Investment advisors troll Alife conferences looking for new algorithms they can deploy in their quest to beat the odds of the global stock market. Investors themselves put all of their faith in algorithmic trading to buy or sell. If they still experience their choices as their own, their hair trigger decisions are made essentially on faith. The complexity and speed of transactions are well beyond any human ability to process the data of the massive search spaces that are involved. Shing Tat Chung’s year long Superstitious Fund Project is a performative foray into this zone that has generated some heated public debate in the US in recent years. It zeroes in on the issue of blind faith through a parodic but actual investment fund that calls attention to the rise and fall of values due to investors’ belief or lack of belief in the invisible forces that maintain those values.
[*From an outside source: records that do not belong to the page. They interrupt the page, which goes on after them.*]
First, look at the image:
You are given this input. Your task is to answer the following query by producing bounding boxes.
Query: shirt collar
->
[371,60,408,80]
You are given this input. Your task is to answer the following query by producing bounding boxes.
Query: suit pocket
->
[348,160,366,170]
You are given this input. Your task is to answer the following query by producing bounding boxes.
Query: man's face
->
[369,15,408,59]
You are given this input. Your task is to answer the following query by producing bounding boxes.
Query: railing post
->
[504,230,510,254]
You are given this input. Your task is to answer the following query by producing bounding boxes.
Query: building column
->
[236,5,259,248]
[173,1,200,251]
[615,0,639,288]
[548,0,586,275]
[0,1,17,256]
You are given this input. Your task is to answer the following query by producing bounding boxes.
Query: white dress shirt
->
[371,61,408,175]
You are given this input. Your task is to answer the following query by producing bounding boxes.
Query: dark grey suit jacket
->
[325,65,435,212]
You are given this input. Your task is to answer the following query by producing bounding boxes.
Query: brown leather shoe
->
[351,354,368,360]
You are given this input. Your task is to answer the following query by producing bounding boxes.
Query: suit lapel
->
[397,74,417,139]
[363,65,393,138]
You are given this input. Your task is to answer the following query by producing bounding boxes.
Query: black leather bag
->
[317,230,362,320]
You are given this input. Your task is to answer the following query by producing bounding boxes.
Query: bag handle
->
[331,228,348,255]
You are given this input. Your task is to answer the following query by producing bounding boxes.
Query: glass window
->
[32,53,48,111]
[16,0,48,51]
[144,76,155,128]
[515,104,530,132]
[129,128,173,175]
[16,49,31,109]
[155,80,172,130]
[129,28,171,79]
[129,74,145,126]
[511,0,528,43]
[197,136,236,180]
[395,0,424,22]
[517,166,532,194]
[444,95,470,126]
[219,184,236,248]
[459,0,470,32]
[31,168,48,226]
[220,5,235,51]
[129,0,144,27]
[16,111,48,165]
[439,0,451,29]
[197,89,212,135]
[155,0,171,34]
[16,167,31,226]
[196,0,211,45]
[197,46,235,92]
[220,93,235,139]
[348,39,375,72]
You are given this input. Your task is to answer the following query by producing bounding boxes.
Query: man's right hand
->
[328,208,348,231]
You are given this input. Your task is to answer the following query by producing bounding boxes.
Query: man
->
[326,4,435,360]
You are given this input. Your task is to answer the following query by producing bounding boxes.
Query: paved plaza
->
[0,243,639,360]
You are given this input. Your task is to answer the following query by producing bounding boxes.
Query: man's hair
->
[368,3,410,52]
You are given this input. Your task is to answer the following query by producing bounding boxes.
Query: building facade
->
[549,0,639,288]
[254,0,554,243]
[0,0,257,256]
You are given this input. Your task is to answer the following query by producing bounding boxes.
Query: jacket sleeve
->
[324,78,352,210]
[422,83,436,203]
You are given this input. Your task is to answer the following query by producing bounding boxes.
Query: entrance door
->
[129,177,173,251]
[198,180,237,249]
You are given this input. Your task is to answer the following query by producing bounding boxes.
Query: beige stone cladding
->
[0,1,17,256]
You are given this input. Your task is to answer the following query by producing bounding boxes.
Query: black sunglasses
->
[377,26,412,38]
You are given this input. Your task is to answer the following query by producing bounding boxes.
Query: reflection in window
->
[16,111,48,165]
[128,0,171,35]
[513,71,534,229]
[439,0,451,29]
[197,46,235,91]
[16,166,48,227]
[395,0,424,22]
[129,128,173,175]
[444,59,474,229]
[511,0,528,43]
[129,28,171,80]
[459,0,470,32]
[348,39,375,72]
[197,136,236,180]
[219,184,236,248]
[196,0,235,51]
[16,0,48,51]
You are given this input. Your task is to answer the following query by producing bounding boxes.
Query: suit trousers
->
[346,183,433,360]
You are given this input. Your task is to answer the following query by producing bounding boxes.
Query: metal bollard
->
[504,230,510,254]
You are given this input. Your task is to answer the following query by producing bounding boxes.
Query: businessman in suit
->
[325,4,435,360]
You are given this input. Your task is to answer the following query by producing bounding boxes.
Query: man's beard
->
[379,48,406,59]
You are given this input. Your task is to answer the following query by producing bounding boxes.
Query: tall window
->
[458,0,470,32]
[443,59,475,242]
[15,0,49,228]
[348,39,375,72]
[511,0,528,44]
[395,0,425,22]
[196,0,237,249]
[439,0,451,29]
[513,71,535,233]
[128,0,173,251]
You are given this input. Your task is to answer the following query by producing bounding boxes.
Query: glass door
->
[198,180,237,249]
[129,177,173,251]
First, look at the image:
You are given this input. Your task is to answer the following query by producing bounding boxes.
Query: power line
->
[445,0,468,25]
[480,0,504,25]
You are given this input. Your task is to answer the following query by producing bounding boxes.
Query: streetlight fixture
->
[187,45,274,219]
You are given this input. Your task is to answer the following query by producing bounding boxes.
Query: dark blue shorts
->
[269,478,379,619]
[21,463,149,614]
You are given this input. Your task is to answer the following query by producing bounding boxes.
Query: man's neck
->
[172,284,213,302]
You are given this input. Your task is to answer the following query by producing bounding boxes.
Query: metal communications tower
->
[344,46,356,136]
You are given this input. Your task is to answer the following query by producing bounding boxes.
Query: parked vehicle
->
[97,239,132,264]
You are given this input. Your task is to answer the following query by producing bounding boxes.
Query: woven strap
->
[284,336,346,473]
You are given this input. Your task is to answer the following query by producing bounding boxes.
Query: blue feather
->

The algorithm/bot running the Superstitious Fund makes decisions based purely on superstitious beliefs, related to astrology (e.g. phases of the moon) and numerology (e.g. fear of the number 13). It generates a trading logic according to “lucky values” that it derives at any given moment. The artist presents his project via a CNBC interview in which, as manager of the fund, he is questioned about its performance – it is admittedly a bit of an underperformer in a business sense. But it speaks eloquently to William Uricchio’s proposal that the algorithm introduces the most unsettled and potentially creative conditions in today’s networked world.

About the author

Shing Tat Chung is an artist and designer. He studied Fine Art at the Slade School of Fine Art and Frankfurt Stadelschule. He has just completed his Masters in Design Interactions at the Royal College of Art, London. His work is multidisciplinary, however is aimed at provoking thought and debate around economic or social issues or the impact of present or speculative technologies on our society. His recent and ongoing works explores the affects of superstition on societies and infrastructures, which often go ignored or hidden in the world we live in. In response to his research, he has created projects that aim to raise discussion and debate around our irrationalities. In specific cases, through the lens of finance and trading algorithms. Shing Tat Chung lives and works in London. Recent exhibitions and talks have included Test Lab at V2 Unstable Media, Rotterdam, Microsoft Design Expo, Redmond Washington, Live Interview on CNBC WorldWide Services Television, Paradise at Milan Salone, What If at the Beijing Design Triennial, Never in a Million Years at the Folkestone Triennial.